SSL certificates are supposed to provide users with assurance that the sites they are browsing are legitimate. When you go to your online banking web site via https and see the reassuring lock in the address bar which tells you that the site is really your bank, it is the SSL certificate system which provides this indication. Each certificate is signed by a series of trusted authorities which vouch for its authenticity.
When you buy an SSL certificate, the registrar from which you make the purchase is supposed to make sure that you are, in fact, who you say you are. For example, if I were to order a cert for www.consolidatedamalgamated.com, the registrar would require me to provide some evidence that I was in fact representing Consolidated Amalgamated and that CA was a legitimate company. Only after doing this due diligence would the signed certificate be issued, thus providing users with assurance that the sites they are visiting are, in fact legitimate.
The fragility of this system for supporting trust on the Internet was spotlighted on March 15th, when an attack on the SSL certificate system resulted in a number of fraudulent certificates being issued for sites which millions of people worldwide use every day.
The attack was detected by Jacob Applebaum, a third party security researcher who noticed that Mozilla and Google had pushed out patches to the Firefox and Chrome browsers revoking the validity of a number of SSL certificates issued by an affiliate of Comodo, one of the Certificate Authorities empowered to issue certs. Comodo (and other CAs) typically subcontract the sales and verification of SSL certs to other companies called Registration Authorities or RAs. The attackers appear to have gotten access to credentials used by one of Comodo’s RAs to request new certificates once the checks were complete. They used this information to request 9 different certificates for well known communications related domains such as yahoo.com, google.com, skype.com and live.com.
So why would an attacker do this? Primarily to be able to intercept credentials and communications between users and the web sites for which they spoofed certificates by enticing users to visit the fraudulent web sites instead of the legitimate ones. Once a user has logged on to their Yahoo Mail account via a site with one of these spoofed certs, they would see the familiar lock icon telling them that they were really talking to Yahoo and that their communications were secure, when in fact, the attackers were routing all of their traffic through systems under their control. The attackers would be able to harvest credentials and read the victims’ emails without tipping them off to the attack. The attackers also registered a certificate for “addons.mozilla.com” which would have allowed them to trick users into installing malicious browser extensions for Firefox. To top off the attack, they also registered a certificate for a new certificate authority called “Global Trustee” which would have allowed them to issue legitimate looking certificates on their own.
The Comodo attack appears to have originated from an IP address located in Iran, which raises an interesting question. Were the attackers simply run of the mill cyber criminals who wanted to use the information gathered for profit, or was this a state sponsored attack aimed at compromising the communications of opponents of the Iranian regime? Given the recent unrest in the Middle East and the key role played by social media, the Iranian government would probably be really interested in reading the mail or listening to the Skype calls of opposition figures. Of course, the attackers might have been located somewhere else and used Iranian proxy systems to make the attacks look like they were coming from Iran.
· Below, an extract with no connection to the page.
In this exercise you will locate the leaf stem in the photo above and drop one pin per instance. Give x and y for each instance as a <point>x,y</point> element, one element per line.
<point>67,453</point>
The attack points out a number of issues with the current SSL web of trust. First, the delegated nature of the system means that it is only as strong as the weakest link – in this case the security of the registration authorities. Second, the mechanism for revoking certificates has some serious drawbacks. There are basically two ways for registrars to let users’ browsers know that certificates are invalid – one method is called Certificate Revocation Lists and the other is called Online Certificate Status Protocol. In theory, browsers use these protocols to check the validity of each certificate they receive. In theory. In reality, in their default configurations, browsers will allow certificates to be used even if they are unable to get certificate status for them – this is a “fail open” situation. Should an attacker combine the creation of fraudulent certificates with a denial of service attack against a CA’s CRL or OCSP infrastructures, millions of users browsers would happily accept the fake certs without a peep.
In order to provide users with protection against this attack, the browser vendors had to issue updates to their software which included the bad certificate numbers in the local Certificate Revocation Lists. This puts the onus on the user, and I have seen enough users who don’t bother to update browser software to wonder just how many people are still vulnerable to this attack.
Requiring CAs to maintain robust infrastructures for OCSP and CRL checking by browsers and configuring browsers to require positive CA validation of certificates would go a long way towards fixing this issue in the short term, but such a solution has its own price in terms of privacy. As a result of their certificate checking functions, CAs would become able to track the web browsing habits of millions of internet users. Such a fix would also require a significant investment in infrastructure by the CAs, which could lead to higher prices for certificates.
The Internet was a very different animal when SSL was invented. Today’s internet is at the core of economic and social life and it needs to be protected in a way which is in line with that role. Hopefully, this incident will spur development of a new, more robust trust infrastructure for the internet.